We found no significant association between obesity and atrophic gastritis prevalence, while mixed results were reported elsewhere. A study from Japan showed an inverse association between BMI and atrophic gastritis,40 as opposed to a positive association observed in young individuals in Sweden.20 Individuals with atrophic gastritis might experience changes in appetite and dietary habits; therefore, given the cross-sectional design of our and others’ studies,20 40 we cannot rule out the possibility of reverse causation as an explanation for discrepant findings. A large prospective study among males in Israel showed that obesity at adolescence to be positively related to increased risk of non-cardia gastric cancer.41

Our study has some limitations. First, locally validated serum PG assays are lacking, for example in comparison with histological examination of gastric biopsies. Using serum PGs to study atrophic gastritis likely underestimated the prevalence of this outcome. We assume that within each population group such misclassification is not differential; thus, it would not be expected to affect the population-specific conclusions regarding the correlates of atrophic gastritis. However, eventually, we cannot rule out entirely the possibility that the validity of the assay may differ between the two populations. Second, the cross-sectional study design limits the ability to assess directionality in associations of lifestyle variables with atrophic gastritis. Some individuals may have introduced lifestyle changes because of having atrophic gastritis, thus biassing the associations towards the null. Third, data on previous H. pylori eradication therapy were not collected. This is due to the nature of our study, which employed anonymised archived sera and data that were collected in a previous study on cardiovascular risk factors about a decade ago. Lastly, the response rate to participate in the study was relatively low among Jewish participants (55%). Although at enrolment, subjects were not aware of the current study hypothesis, we cannot rule out the possibility that non-response differed by atrophic gastritis or H. pylori infection and related characteristics.
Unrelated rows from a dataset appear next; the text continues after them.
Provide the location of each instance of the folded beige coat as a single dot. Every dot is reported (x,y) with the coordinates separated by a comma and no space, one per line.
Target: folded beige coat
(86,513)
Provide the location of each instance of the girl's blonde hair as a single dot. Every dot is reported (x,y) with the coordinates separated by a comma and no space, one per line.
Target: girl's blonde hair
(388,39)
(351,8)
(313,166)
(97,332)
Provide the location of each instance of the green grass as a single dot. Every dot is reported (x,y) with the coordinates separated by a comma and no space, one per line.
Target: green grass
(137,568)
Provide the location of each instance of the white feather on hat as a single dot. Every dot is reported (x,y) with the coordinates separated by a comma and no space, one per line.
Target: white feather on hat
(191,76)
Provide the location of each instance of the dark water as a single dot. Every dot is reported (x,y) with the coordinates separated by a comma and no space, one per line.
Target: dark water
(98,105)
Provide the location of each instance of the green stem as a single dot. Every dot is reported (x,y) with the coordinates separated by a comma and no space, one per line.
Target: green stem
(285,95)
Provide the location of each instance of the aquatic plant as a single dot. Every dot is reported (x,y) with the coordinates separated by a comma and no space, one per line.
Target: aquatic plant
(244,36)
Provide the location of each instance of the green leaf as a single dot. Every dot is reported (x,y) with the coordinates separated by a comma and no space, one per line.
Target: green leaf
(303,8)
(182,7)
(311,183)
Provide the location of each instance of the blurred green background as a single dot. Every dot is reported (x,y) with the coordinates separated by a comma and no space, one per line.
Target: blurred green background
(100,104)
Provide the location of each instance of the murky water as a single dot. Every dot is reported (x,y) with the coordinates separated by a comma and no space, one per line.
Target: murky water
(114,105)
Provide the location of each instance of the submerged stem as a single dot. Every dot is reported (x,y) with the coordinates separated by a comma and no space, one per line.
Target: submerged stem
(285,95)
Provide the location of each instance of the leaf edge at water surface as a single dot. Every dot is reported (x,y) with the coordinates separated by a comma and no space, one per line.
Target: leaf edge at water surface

Strengths of our study include a large general population sample with the representation of various ethnic groups and the attainment of findings of broad generalisability.

In conclusion, ethnic differences were observed in the prevalence of atrophic gastritis and in its association with H. pylori seropositivity. The lowest PGI:PGII ratio was observed in persons infected with CagA strains, although this measure may discriminate less well in Arabs.